With a smile, Kimura clapped Milos on the shoulder. “Welcome, sen. I’ll put you in with our tiger team.” She regarded Nalani’s codex. “I don’t know if your AIs can be made compatible with ship’s systems, or if they can handle Drop calculations…but I would guess you just improved our chances substantially.”
“It’s possible,” Nalani said. “You’re probably not aware of a case called Passengers of Origami Flame v PlaneWays Transport. No reason you should, it was centuries ago. The ship Origami Flame lost its AI mid-Drop. The crew was able to navigate to safety by using the codex en counsel with Tribonius III.” She closed her eyes. “There’s not a lot of technical information in the records, only a few documents that were entered in evidence. But if they did it then, I’m sure your crew can figure out how to do it now.”

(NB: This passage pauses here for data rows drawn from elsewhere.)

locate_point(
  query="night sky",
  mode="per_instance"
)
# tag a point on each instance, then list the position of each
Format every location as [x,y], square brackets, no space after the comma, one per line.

Kimura held out her hand, and Nalani squeezed it. “Supreme Justice, you may have saved us all. I’ve got to get this news—and Sen Savoire—to our tiger team. You’re welcome to…”
Nalani shook her head. “I’m going back to my quarters where I won’t be in the way. We’ll be standing by; one of you will tell us when and where we’re needed.” She gripped Milos by the elbow. “We’ll take care of Zofia and Dav. Go and be helpful.”
Val pressed the heels of his hands to his eyes, each elbow carefully planted on tiny empty spots on the console. Between the actual controls and the chips and reader boards that people had unearthed to help with the solution, there was barely an uncluttered spot in the backup control room. It was now the situation room, filled with the tiger team and Captain Kimura — no, Val realized, she was gone again, presumably back to the main control room to make sure they stayed flying… It had been eight hours since he’d been called to the emergency, and he’d only had a couple of hours sleep at that point.